LtG wrote:
Both the first and second form you used for the array create 10 elements in the array, the first form has 10 structs in the array the second just pointers, so no structs allocated in that one.
Are you saying that having that line of code causes it to triple fault? If you modify the second form from 10 to say 1000 or 10000 will it now crash too? If it does it could mean that you are just allocating too much memory and the issue isn't with this code, it's with your memory allocation, where you potentially don't handle page faults (or you have segmentation issues and cause a #GP) correctly, and that causes double fault -> triple.
If you don't have a double fault handler, create it. Then figure out what caused the double fault, and create a handler for that too. Of course you could (and should) start by having handlers for all the possible exceptions, just kpanic() in them and later add more proper code (ie. handling the actual exception instead of panicking).
As for debugging, you can always debug, even if gdb doesn't work. For instance you can add HLT in many places and see how far in your code you can get before triple fault, etc.
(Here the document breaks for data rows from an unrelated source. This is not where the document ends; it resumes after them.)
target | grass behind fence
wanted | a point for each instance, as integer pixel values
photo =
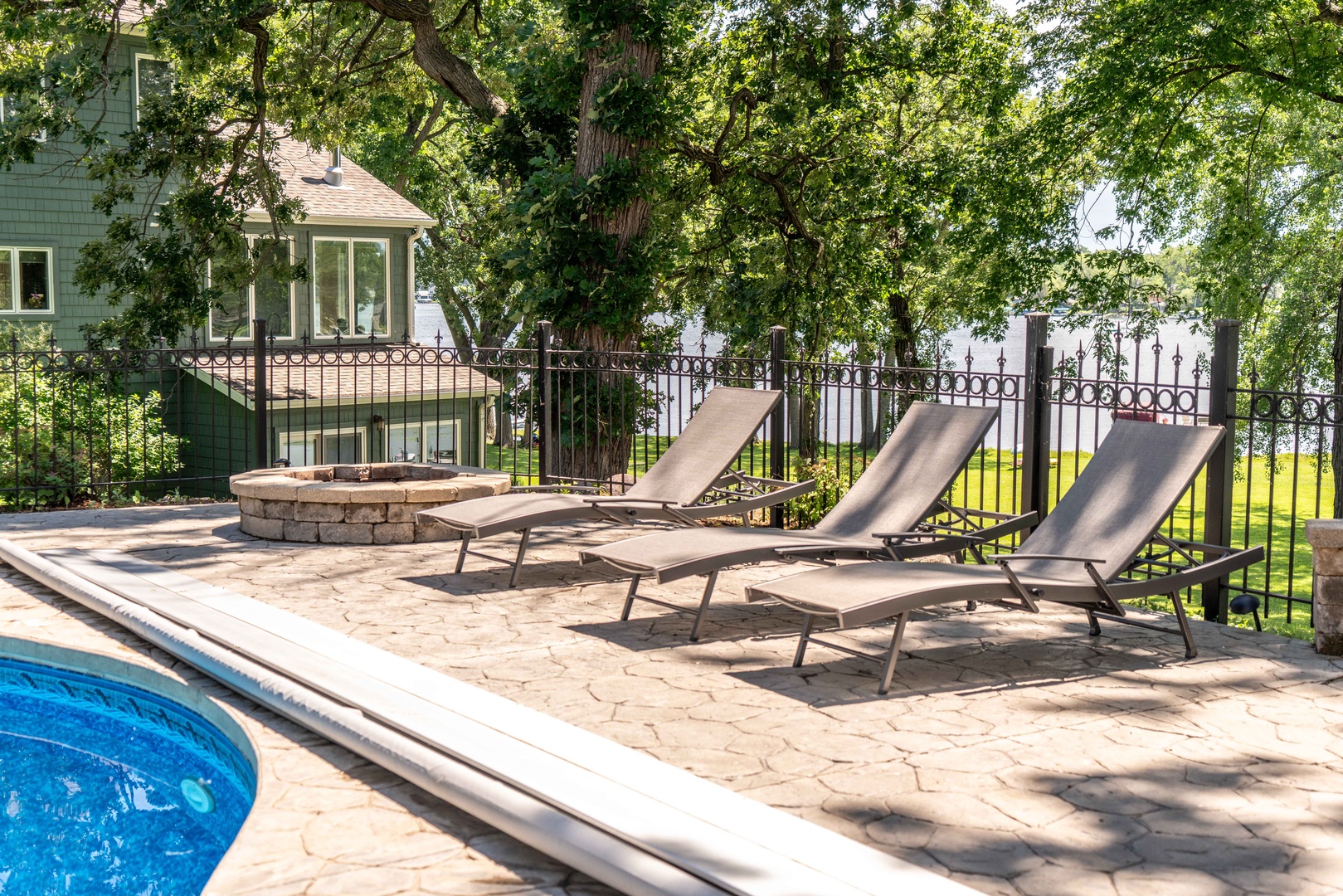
(993, 481)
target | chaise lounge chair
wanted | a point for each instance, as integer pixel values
(1100, 546)
(883, 516)
(693, 480)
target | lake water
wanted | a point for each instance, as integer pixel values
(1175, 349)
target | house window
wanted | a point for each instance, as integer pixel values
(433, 442)
(306, 449)
(264, 297)
(349, 286)
(153, 78)
(11, 108)
(24, 280)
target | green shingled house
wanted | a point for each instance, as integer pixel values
(359, 240)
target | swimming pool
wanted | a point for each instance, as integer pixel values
(109, 789)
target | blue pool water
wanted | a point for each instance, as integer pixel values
(109, 789)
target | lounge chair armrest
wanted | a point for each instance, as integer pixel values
(579, 489)
(626, 499)
(1008, 558)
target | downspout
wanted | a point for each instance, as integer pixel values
(410, 281)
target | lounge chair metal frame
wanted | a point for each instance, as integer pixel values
(928, 539)
(1175, 577)
(735, 494)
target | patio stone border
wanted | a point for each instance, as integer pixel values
(355, 504)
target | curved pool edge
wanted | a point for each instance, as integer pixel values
(102, 665)
(168, 685)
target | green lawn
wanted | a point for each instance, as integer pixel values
(993, 481)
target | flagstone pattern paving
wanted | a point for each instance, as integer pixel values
(1015, 752)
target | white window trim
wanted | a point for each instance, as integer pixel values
(422, 458)
(387, 441)
(360, 444)
(251, 301)
(13, 281)
(136, 75)
(387, 288)
(305, 437)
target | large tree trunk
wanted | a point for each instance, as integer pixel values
(868, 405)
(1336, 458)
(596, 410)
(599, 410)
(616, 58)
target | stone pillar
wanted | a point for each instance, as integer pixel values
(1326, 538)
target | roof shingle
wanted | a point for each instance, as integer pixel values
(359, 197)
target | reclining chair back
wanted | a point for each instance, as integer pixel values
(1121, 499)
(711, 442)
(928, 448)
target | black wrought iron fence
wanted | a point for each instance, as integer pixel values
(97, 425)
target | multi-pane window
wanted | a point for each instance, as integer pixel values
(265, 297)
(153, 78)
(431, 441)
(349, 286)
(24, 280)
(306, 449)
(12, 108)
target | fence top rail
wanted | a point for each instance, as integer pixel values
(1290, 407)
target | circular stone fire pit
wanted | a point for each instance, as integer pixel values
(355, 504)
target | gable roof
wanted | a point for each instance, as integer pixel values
(360, 199)
(316, 377)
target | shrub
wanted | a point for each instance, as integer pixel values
(69, 434)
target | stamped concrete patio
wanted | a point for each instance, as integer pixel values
(1015, 752)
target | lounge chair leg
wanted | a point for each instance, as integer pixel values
(704, 605)
(895, 652)
(807, 620)
(1190, 649)
(518, 564)
(629, 599)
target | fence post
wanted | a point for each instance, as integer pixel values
(1034, 461)
(1221, 466)
(543, 414)
(778, 450)
(260, 395)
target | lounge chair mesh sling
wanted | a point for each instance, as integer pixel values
(693, 480)
(1100, 546)
(883, 516)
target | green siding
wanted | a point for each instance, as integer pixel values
(49, 204)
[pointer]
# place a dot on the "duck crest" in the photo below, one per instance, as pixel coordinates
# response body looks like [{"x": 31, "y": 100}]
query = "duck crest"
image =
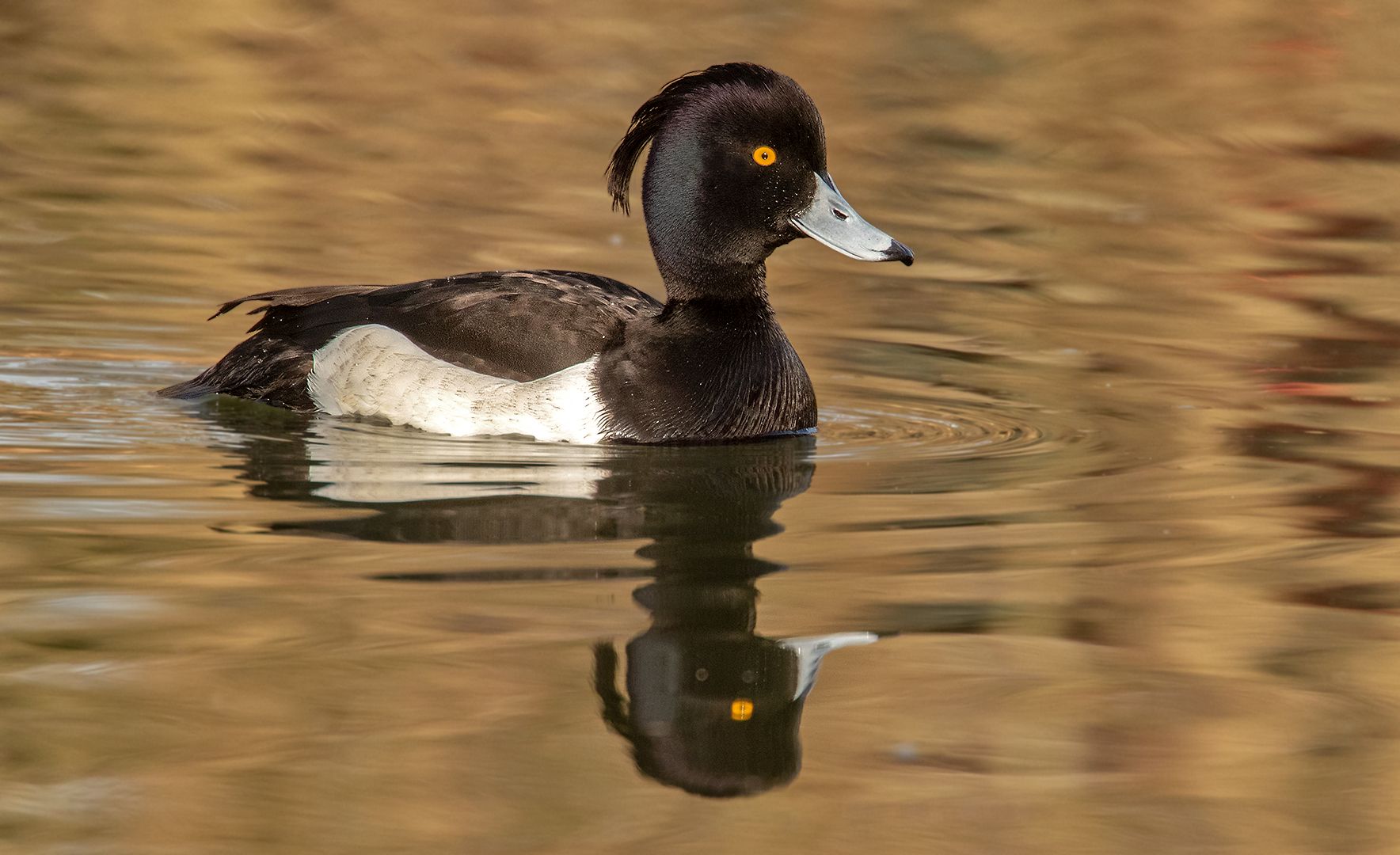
[{"x": 664, "y": 107}]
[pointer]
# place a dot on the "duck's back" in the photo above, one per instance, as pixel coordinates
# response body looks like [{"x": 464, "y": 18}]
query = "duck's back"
[{"x": 519, "y": 325}]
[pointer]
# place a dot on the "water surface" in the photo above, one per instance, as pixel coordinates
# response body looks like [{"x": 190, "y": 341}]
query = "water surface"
[{"x": 1106, "y": 486}]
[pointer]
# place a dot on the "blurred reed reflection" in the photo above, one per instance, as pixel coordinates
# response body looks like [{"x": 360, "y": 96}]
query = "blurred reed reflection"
[{"x": 714, "y": 707}]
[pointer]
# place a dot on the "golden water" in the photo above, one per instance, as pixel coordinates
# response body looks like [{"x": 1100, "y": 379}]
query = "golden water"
[{"x": 1113, "y": 469}]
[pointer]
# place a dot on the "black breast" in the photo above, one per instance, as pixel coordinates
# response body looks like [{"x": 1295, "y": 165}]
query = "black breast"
[{"x": 705, "y": 370}]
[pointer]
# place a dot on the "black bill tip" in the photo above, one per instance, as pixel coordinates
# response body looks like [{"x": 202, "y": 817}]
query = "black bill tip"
[{"x": 898, "y": 253}]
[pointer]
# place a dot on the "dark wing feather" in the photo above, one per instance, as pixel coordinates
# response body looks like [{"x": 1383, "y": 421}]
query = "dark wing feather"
[{"x": 517, "y": 325}]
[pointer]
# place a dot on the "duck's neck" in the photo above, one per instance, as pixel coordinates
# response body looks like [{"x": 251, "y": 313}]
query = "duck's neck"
[
  {"x": 690, "y": 277},
  {"x": 702, "y": 248}
]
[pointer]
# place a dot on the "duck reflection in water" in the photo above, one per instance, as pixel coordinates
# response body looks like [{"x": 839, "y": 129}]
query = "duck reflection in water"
[{"x": 714, "y": 709}]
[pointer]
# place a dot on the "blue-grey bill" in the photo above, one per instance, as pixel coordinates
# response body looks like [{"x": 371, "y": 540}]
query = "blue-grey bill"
[{"x": 832, "y": 222}]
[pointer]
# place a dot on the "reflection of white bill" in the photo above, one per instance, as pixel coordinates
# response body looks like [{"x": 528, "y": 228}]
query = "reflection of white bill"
[
  {"x": 811, "y": 648},
  {"x": 366, "y": 463}
]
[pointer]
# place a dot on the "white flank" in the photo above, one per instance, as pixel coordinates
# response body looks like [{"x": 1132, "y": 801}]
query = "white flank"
[{"x": 377, "y": 371}]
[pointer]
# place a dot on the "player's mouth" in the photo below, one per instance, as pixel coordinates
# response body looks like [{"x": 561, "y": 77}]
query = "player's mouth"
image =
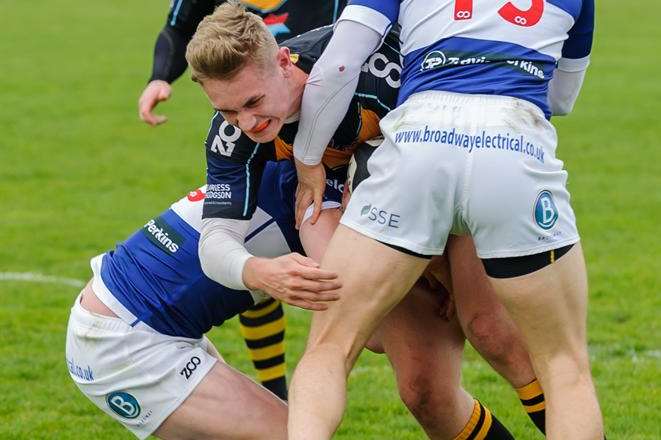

As for gdb, have you tried compiling your code with debugging enabled and optimizations disabled? And did gdb actually _crash_ or just give error? If it crashes then I'd consider that a bug and you should report it.
I want this
command_t command_list[10];. I don't need to allocate anything, no pointers, nothing. Basically what I want is to have an array that contains 10 commands (struct command_t).
That exact line causes it to triple fault.
I already have an exception handler that contains every possible fault code. It just does not trigger.
Actually there is nothing to "hlt" debug in the first place, there is only one line of code that does it.
It didn't just crash, that error showed up and debugging had to be terminated (Y/N question).
Edit:When I compiled it without any optimizations GDB started working again. Thanks!